Quarterly fluctuations in net income are not unusual for health insurance companies. Health Care Service’s second-quarter showing was offset by the insurer’s strong first quarter, when profits soared to nearly $437 million.

As a result, Health Care Service’s net income rose 13.2%, to $706.3 million, during the first half of 2011, compared with $623.9 million during the first half of 2010, according to a second-quarter statement the company filed with the National Assn. of Insurance Commissioners, which is a clearinghouse for insurance financial information.

For Health Care Service, rising benefit expenses are inherent in having a large claims base, and the company’s membership continually changes, a spokesman said.

He added that the drop in net income was partly caused by a lower rate of return on short-term investments, which he declined to provide.

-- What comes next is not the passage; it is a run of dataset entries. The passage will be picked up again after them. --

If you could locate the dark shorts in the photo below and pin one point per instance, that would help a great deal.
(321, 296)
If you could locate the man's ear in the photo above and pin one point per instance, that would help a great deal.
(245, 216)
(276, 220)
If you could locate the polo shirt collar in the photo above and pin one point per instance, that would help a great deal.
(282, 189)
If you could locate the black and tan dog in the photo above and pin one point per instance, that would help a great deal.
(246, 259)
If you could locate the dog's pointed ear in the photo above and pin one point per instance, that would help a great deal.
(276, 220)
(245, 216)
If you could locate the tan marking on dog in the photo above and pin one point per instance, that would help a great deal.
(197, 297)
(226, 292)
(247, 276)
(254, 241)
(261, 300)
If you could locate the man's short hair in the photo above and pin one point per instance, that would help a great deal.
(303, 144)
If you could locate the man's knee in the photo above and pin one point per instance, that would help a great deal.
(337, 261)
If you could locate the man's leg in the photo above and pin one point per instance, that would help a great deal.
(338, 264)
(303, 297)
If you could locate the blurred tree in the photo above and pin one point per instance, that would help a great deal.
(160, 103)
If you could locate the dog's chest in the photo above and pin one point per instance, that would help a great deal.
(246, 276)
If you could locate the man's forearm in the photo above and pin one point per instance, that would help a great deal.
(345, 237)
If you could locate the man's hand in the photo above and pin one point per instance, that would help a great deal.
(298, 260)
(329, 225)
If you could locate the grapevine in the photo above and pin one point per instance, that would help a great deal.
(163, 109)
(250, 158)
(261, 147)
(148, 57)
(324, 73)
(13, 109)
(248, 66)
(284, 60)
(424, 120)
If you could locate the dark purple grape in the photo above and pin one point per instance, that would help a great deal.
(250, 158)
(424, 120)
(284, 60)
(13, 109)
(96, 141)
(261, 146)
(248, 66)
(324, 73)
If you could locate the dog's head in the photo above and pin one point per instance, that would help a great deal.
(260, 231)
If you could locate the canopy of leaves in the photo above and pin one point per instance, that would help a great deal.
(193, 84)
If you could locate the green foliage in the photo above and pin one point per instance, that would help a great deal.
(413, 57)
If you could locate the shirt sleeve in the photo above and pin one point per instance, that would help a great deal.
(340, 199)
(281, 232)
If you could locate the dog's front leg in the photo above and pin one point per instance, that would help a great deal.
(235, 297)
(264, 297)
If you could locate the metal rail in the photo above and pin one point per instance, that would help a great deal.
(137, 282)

The financial reports only cover Health Care Service’s insurance operation. Not included is its low-margin, fee-based work administering health plans for self-insured clients.

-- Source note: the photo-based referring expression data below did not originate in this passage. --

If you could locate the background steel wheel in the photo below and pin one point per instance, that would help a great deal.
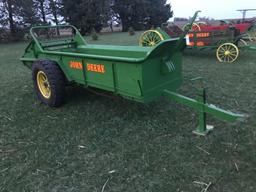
(227, 52)
(49, 82)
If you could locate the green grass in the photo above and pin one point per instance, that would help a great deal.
(150, 147)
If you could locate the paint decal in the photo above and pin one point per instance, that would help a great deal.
(76, 65)
(98, 68)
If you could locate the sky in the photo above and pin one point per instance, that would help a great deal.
(217, 9)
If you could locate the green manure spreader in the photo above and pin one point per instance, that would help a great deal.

“It’s very difficult to look at our filing and get a full picture of the business,” the spokesman said.

Health Care Service is a mutual company, owned by its policy holders.

Insurance companies report their financial results on a cumulative, quarterly basis. Crain’s calculated Health Care Service’s second-quarter results by subtracting its first-quarter results from those for the first six months.

Profits plummeted in the second quarter even though revenue rose 4.5%, to $4.93 billion, compared with $4.72 billion for the year-earlier period. Benefit expenses, money spent on health care, climbed 3.6%, to a little more than $4 billion, in the second quarter, compared with $3.9 billion in second-quarter 2010.

Membership slipped 1.5%, to about 7.62 million, in the second quarter, compared with 7.73 million members in second-quarter 2010, when the company’s enrollment was boosted by Unicare Inc.’s exit from Illinois and Texas, states where Health Care Service is strong.

“Given the current economic and competitive environment, (Health Care Service) and the health insurance sector as a whole will continue to be challenged with organic membership growth over the next year,” according to a report by Moody’s Investors Service issued on July 12, before the company released its second-quarter results.

Health Care Service’s net profit margin tightened to 5.5% during the second quarter, compared with 7.4% for the year-earlier period.

The company wrote 54.1% of all small group plans and 71.9% of all large group plans issued in Illinois in 2010, according to a report earlier this year by the National Assn. of Insurance Commissioners, which is based in Washington, D.C.

Premium content: Blue Cross grabs larger share of Illinois health insurance market

During the second quarter, Health Care Service paid off $400 million in debt.

That loan was essentially replaced with $500 million in unsecured notes that the company issued earlier this year. Those notes, at an interest rate of 4.7% a year, come due on Jan. 15, 2021, according to Health Care Service’s second-quarter filing.